Can you believe it’s been a whole SIX weeks since I’ve shared a blueberry pancake recipe with you?! I know, it’s a little ridiculous. And by “it,” I mean me. But shortly after I shared the recipe for blueberry banana pancakes, I came up with these lemon blueberry cornmeal pancakes and couldn’t NOT share them with you, because they are all kinds of amaaazzzing.
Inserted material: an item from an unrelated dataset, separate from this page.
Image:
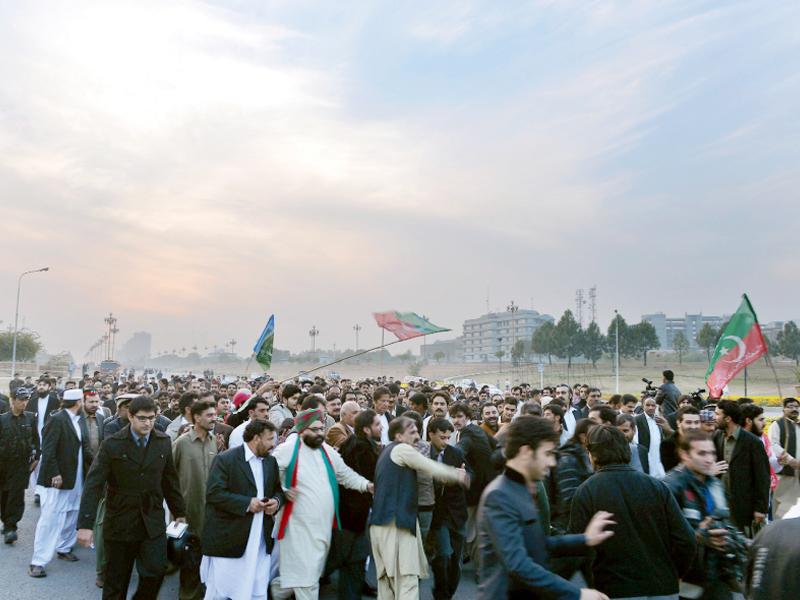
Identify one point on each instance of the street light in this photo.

I absolutely love adding cornmeal to things like pancakes and cakes, because it gives them such a hearty texture and robustness, which helps balance the sweetness. The lemon zest and lemon extract in these pancakes also keep the flavor bright and tangy, rather than overly sugary. The first version of these pancakes was actually just blueberry cornmeal, sans lemon, and they were fantastically delicious…but I couldn’t help but feel that they’d be even better with a touch of lemon – after all, lemon/blueberry is a classic combo for a reason! And sure enough, the second batch confirmed my suspicion: blueberry cornmeal pancakes + lemon = pure pancake bliss.
Although I didn’t create these pancakes with Easter in mind, they’d be great for Easter morning breakfast or brunch! My family ate cold, hard-boiled eggs (dyed, of course!) on Easter morning for years before admitting to ourselves, You know what? We don’t actually like eating hard-boiled eggs first thing in the morning! We must have just felt like that was something we were supposed to do. Do you like hard-boiled eggs for breakfast? What are your favorites dishes for a big weekend brunch?
- 1 egg, beaten
- 1 cup buttermilk (or 1 scant cup milk + 1 tablespoon lemon juice)
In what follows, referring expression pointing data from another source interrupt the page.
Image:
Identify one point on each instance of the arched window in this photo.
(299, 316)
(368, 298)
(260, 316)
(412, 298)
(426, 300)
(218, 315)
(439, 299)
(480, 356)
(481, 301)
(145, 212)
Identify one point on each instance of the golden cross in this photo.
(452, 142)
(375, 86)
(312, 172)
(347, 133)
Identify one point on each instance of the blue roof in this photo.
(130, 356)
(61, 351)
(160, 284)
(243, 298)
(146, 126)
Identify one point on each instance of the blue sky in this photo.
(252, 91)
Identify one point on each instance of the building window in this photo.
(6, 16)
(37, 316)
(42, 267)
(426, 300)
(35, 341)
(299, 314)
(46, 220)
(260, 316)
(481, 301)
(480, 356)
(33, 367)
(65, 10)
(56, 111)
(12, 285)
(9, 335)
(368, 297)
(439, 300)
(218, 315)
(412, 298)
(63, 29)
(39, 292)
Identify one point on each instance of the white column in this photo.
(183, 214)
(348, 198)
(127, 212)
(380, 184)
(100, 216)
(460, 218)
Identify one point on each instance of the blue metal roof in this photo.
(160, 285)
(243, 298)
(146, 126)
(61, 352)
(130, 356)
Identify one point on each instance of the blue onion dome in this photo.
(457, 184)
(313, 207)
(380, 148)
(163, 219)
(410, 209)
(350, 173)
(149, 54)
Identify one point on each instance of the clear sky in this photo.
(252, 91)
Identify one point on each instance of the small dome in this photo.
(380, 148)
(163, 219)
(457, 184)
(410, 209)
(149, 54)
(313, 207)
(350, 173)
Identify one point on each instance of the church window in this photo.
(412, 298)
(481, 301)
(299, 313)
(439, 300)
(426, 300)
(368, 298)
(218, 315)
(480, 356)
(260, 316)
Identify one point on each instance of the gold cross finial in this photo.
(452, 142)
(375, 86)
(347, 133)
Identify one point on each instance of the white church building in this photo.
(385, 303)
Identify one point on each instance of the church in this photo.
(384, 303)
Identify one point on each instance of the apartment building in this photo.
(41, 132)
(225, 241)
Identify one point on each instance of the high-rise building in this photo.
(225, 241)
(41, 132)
- 1/2 cup all-purpose flour
- 1/2 cup cornmeal
- 2 tablespoons vegetable oil
- 1 tablespoon sugar
- 1 teaspoon baking powder
- 1/2 teaspoon baking soda
- 1/2 teaspoon salt
- 1/2 teaspoon lemon extract
- 1 tablespoon lemon zest
- 1 cup blueberries (fresh or frozen)
- cooking spray or butter for frying
- In a large mixing bowl, add the ingredients in order, whisking in between each ingredient. If you are substituting milk and lemon juice for buttermilk, combine the milk and lemon juice and let sit for 5 minutes before adding to the other ingredients.
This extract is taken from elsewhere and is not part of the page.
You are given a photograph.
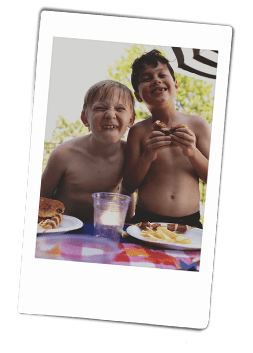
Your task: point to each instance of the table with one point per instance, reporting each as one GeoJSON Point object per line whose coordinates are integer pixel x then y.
{"type": "Point", "coordinates": [80, 245]}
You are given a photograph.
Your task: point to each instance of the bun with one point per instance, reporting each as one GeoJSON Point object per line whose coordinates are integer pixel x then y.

- Coat a griddle or nonstick skillet with cooking spray or butter. Heat on medium for several minutes, or until a sprinkle of water dropped onto the surface sizzles upon contact. Scoop the pancake batter onto the griddle in 1/4 cup portions. When bubbles appear throughout each pancake, flip onto the other side and cook until golden brown.
- To keep these pancakes dairy-free, just substitute soy milk.